Mozilla has just released Firefox 12 to the release channel, six weeks after Firefox 11. Version 12's chief addition to the browser is a new auto-updater for Windows users, which no longer requires administrative privileges to install updates - you'll be prompted once by the UAC the first time you install Firefox, and the browser will update silently after that. If you still want to be notified before updating, you can revert to the old behavior by unchecking "Use a background service to install updates" in Firefox's update preferences. The new auto-updater appears to be a Windows-only change, at least for now; the updater's behavior is unchanged in OS X and Linux.

The other major user-facing change is in Firefox's developer tools, which Mozilla claims introduces 85 improvements, including the addition of line numbers to the Page Source window. Other minor changes include a WebGL performance issue under OS X on certain hardware and a smattering of security fixes, a list of which can be found here.

More information on these changes, as well as on other fixed bugs and known issues, is available in the release notes linked below. Firefox 12 is available for Windows XP, Vista, and 7, as well as OS X 10.5 (Intel), 10.6, and 10.7 and most Linux distributions.

Source: Mozilla

Comments Locked

25 Comments

View All Comments

  • tipoo - Tuesday, April 24, 2012 - link

    Maybe its the threading architecture, maybe its something else, but as much as Firefox improves it just never has that snappy feel of Opera or Chrome.
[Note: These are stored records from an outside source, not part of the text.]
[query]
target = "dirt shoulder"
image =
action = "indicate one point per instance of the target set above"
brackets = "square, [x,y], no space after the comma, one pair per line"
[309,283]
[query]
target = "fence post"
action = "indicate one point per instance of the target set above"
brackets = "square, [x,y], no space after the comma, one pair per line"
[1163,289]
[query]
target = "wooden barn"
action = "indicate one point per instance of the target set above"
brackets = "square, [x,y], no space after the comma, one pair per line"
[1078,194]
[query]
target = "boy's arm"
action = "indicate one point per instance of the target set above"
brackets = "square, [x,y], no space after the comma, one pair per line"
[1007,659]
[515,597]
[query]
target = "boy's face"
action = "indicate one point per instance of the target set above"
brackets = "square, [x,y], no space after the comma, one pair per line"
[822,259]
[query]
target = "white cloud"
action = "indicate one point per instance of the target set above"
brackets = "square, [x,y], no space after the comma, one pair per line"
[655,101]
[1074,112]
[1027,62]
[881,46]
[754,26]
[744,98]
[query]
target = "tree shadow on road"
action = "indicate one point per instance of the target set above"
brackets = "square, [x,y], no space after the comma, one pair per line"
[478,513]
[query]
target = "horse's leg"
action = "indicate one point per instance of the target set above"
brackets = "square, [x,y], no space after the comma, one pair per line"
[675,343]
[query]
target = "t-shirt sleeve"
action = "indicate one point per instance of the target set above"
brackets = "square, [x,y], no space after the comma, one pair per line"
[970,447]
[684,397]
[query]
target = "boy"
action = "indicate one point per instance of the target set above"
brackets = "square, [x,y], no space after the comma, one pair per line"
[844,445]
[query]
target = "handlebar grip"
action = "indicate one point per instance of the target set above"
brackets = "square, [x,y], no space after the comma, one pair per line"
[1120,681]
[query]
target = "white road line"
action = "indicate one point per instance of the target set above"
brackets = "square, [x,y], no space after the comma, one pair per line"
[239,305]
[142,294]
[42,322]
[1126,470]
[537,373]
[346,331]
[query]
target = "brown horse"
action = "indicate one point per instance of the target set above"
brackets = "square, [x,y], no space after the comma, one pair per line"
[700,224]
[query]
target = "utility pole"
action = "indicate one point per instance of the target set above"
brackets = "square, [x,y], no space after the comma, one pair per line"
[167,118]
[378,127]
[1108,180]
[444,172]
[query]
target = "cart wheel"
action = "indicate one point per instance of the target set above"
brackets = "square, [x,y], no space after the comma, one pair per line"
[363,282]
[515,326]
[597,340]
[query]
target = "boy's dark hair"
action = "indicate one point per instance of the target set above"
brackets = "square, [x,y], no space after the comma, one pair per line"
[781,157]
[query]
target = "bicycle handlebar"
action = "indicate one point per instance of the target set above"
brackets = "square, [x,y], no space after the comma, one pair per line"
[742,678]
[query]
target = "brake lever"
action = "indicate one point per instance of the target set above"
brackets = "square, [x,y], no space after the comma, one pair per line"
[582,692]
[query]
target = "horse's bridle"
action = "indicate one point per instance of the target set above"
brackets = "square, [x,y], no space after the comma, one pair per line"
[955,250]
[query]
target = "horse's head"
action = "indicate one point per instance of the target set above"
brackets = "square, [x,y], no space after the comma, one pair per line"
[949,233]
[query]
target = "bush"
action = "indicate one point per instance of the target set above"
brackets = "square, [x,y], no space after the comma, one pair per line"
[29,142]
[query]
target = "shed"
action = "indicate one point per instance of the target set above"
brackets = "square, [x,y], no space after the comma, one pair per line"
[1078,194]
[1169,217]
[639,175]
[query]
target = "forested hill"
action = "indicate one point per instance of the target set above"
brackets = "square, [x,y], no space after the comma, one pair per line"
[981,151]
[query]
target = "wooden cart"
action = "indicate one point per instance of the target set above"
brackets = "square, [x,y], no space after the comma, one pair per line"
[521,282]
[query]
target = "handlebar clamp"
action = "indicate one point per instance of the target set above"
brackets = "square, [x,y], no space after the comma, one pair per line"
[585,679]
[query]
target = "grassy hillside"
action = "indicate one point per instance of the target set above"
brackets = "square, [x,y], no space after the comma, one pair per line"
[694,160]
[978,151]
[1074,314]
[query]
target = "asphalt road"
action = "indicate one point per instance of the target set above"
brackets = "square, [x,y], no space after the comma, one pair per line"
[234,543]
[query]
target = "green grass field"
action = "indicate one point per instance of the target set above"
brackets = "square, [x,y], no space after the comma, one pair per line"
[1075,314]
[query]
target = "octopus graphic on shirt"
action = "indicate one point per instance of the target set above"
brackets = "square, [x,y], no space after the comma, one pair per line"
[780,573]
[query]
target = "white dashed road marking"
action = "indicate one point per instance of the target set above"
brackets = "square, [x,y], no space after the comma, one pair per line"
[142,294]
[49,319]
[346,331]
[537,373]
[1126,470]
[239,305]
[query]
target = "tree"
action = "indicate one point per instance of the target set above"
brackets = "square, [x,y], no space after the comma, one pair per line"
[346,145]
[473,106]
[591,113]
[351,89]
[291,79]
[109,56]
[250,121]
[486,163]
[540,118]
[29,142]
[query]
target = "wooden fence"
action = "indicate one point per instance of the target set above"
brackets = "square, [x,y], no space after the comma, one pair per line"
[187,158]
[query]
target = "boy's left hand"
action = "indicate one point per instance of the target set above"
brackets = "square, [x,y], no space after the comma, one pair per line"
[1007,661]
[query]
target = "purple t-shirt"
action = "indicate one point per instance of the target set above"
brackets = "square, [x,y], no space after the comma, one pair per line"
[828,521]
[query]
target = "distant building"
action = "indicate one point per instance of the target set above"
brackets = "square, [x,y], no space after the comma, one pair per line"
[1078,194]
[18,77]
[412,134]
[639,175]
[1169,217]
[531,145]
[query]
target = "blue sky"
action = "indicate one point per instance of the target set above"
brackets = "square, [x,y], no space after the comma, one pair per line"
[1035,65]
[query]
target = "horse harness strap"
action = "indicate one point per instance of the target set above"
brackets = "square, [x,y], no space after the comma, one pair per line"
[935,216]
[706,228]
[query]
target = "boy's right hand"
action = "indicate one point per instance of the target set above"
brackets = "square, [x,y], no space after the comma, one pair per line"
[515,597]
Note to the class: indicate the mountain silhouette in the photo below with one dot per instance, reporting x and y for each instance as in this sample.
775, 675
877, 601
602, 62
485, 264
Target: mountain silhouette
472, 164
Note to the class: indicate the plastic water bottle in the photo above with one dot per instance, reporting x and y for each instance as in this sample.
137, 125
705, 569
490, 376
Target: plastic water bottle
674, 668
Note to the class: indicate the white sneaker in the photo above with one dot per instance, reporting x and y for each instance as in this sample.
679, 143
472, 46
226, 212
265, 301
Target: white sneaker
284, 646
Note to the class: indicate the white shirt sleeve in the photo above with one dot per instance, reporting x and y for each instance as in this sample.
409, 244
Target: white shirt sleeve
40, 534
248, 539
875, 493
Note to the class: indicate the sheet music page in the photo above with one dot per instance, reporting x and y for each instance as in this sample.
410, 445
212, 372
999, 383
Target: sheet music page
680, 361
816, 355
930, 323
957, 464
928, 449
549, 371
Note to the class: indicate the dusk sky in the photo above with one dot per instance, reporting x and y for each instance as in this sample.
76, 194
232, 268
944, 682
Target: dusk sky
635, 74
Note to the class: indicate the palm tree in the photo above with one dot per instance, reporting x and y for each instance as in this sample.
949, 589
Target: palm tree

    Also, I hope the silent updates mean no more articles for every few week release :P
  • Andrew.a.cunningham - Tuesday, April 24, 2012 - link

    Gotta be thorough. :-) We do updates for Chrome, too, and those are already silent.
  • jibberegg - Tuesday, April 24, 2012 - link

    Just my 2c worth, but I like the updates. Pipeline is great place to put these mini-stories. Keep up the good work!
  • sld - Wednesday, April 25, 2012 - link

    It's your addons. On my Core Duo laptop without hardware acceleration, vanilla Firefox is snappy enough. However, I need my 23 addons, and most of the perceived lag comes from Adblock and Ghostery, things I can easily live with.

    In short, point the arrow in the right direction. Firefox is already snappy, will get snappier, and when it is not snappy, it's either addons or very unlikely graphics drivers not playing well.
  • Ronakbhai - Wednesday, April 25, 2012 - link

    I actually found my experience to be the same. I'm currently running 27 addons, that do slow down my Firefox considerably. But when running a Vanilla installation, it does feel as snappy as Chrome.

    However, I must add that the SSD is a rather lot like Morphine. With it's presence, you just don't care about the snappiness, as they both seem snappy enough. :)
  • Ronakbhai - Wednesday, April 25, 2012 - link

    Can't find edit button, but I must add that my first paragraph was made in reference to a regular 7200RPM HDD.
  • tipoo - Wednesday, April 25, 2012 - link

    I tested them without add-ons as well. Even with a completely clean FF installation (with nuked old profiles) on a modern system, my browsing habits always make it stutter, by which I mean opening multiple background tabs and leaving sessions open for long periods, sometimes days (with computer asleep overnight). Chrome and Opera tick along smoothly no matter what I throw at them, Firefox chugs with either situation. I tested a bit and it seems to be because Firefox will only use one process/core no matter what you are doing, leaving the rest of your cores untouched, so that when you're doing more than one thing at once in it it freezes up when the core hits 100% usage. Opera and Chrome on the other hand use multiple cores so they don't slow down when I do that.

    If Firefox works well for you great, nothing against it, just sharing why I ditched it.
  • phoenix_rizzen - Friday, April 27, 2012 - link

    Define "snappy enough". :)

    I used to think Firefox was snappy, fast, "good enough", usable, etc. It handled all the websites I threw at it, it displayed all the content I needed to see, etc. Then we implemented Zimbra, which is very JS-heavy, and I found myself waiting around a lot.

    Switched to Chrome, and then I understood what "snappy" and "fast" really meant. :) And Firefox just seems pokey in comparison.

    Firefox 8 was better. 9 better still. 10 a good improvement. And 11 was finally usable with Zimbra again.

    But it's just not as fast as Chrome on JS-heavy sites. And these days, everything is JS-heavy. :(
  • Kent_Diego - Tuesday, April 24, 2012 - link

    Now if they can just stop a Flash crash locking the entire browser....
  • Fergy - Wednesday, April 25, 2012 - link

    [q]Now if they can just stop a Flash crash locking the entire browser.... [/q]
    And...Done! It is called Firefox 3.6 which loads flash in a separate process. But this was 2010 so you might not have read about it yet.